Nach nichtöffentlicher Kreistagssitzung am Montagabend Birkl kein Landratsvertreter mehr

Franz Birkl tritt zurück - als Stellvertreter von Landrat Richard Reisinger. Am frühen Montagabend folgt der Kreistag in einer Sondersitzung im König-Ruprecht-Saal dem Wunsch des 60-Jährigen und nimmt das Ansinnen entgegen.

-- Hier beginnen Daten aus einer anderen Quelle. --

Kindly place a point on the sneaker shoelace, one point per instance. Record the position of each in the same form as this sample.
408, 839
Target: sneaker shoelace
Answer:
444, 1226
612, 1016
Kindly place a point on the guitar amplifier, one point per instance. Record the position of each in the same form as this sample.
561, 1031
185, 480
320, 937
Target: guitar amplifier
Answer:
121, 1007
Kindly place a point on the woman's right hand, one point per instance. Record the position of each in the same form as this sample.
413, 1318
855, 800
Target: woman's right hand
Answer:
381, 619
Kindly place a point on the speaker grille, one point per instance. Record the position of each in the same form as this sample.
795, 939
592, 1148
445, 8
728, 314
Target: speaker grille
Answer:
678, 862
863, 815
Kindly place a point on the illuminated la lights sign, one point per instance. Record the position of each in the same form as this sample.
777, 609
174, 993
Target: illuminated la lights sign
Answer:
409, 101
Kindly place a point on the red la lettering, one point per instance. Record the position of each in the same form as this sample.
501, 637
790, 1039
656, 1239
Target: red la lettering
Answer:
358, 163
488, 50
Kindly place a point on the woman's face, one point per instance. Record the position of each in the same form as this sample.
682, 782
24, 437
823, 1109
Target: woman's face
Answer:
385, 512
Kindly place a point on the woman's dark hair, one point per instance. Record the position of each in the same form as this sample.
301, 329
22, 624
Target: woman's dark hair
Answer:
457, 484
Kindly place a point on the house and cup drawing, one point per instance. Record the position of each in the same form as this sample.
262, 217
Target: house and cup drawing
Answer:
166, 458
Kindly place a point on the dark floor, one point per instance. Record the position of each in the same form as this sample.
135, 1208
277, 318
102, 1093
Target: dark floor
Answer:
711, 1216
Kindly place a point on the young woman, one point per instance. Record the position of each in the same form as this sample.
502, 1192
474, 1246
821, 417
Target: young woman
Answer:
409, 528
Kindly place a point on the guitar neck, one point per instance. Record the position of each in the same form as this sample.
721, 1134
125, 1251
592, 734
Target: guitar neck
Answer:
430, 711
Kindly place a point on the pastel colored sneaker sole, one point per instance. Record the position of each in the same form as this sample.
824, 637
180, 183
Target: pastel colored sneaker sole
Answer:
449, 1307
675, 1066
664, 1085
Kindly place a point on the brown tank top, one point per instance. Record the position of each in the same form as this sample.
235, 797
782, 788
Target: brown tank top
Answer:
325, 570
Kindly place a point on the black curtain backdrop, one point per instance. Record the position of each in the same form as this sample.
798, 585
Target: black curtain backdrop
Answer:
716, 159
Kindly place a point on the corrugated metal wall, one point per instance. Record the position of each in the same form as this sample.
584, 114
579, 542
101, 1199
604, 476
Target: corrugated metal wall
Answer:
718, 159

Das Treffen geht hinter verschlossenen Türen und nichtöffentlich über die Bühne.

Noch keine Spur von Rückzugsgedanken: Landratsvize Franz Birkl (Zweiter von links) freudig lachend beim Neujahrsempfang des Landkreises am 19. Januar. Links im Bild Landrat Richard Reisinger in der Reihe mit seinen beiden weiteren Stellvertretern Brigitte Bachmann und Martin Weiß (von links). Bild: Hartl
von Erich Lobenhofer Kontakt Profil

Amberg-Sulzbach. Beim Neujahrsempfang des Landkreises am 19. Januar an gleicher Stelle war von offizieller Seite nichts über diese anstehende Personalie zu hören. Birkl stand mit Landrat Richard Reisinger und dessen anderen beiden Vertretern, Brigitte Bachmann (SPD) und Martin Weiß (FW), am Saal-Portal.

Hier nahm er gut gelaunt Neujahrsglückwünsche entgegen und gab seinerseits den Gästen solche mit auf den Weg. Kein Hauch von Rückzugsgedanken. Wenngleich - zu diesem Zeitpunkt wurde innerhalb der illustren Gästeschar - unter Hinweis auf die nun außer der Reihe stattgefundene Sitzung - verschiedentlich schon gemunkelt, dass ein solcher Schritt Birkls möglicherweise bevorstünde. Das Montags-Treffen, so wurde gemutmaßt, diene ausschließlich dem Zweck, das Rücktrittsgesuch entgegenzunehmen.

So geschah es dann auch: Franz Birkl selbst wohnte der Runde am Abend nach unseren Informationen nicht bei. Unberührt vom Rückzug als Landratsvize bleibt dessen Kreistagsmandat. Der 60-Jährige wird weiterhin der CSU-Fraktion in diesem Gremium angehören. Ferner behält er zudem das Amt des Ersten Bürgermeisters in seiner Heimatgemeinde Poppenricht. In seiner Erklärung zur Amtsniederlegung schrieb Birkl:

"Gerne hätte ich meine zweite Amtszeit regulär bis zum Jahr 2020 zum Abschluss gebracht. Nach meiner persönlichen Auffassung bin ich aufgrund der Doppelbelastung nach zehn Jahren als stellvertretender Landrat und Bürgermeister aktuell jedoch nicht mehr in der Lage, dem Amt als Stellvertreter des Landrats wie gewohnt vollumfänglich nachzukommen. Ich bitte um Verständnis für diese Entscheidung, die mir definitiv nicht leicht fiel."

Das Schreiben endete mit dem Dank an Landrat und Kreistag für die gewährte Unterstützung und das entgegengebrachte Vertrauen. Zugleich verwies Birkl mit Nachdruck darauf, dass er sein Amt als Bürgermeister ebenso behalten werde wie das des Kreisrats. Er werde diese Positionen "auch künftig zum Wohle der Menschen ausführen und dabei mein ganzes Wissen und meine Erfahrung einbringen".

Der Kreistag nahm dies zur Kenntnis. Ein Nachfolger des Landratsstellvertreters wird voraussichtlich Ende Februar vom Kreistag gewählt.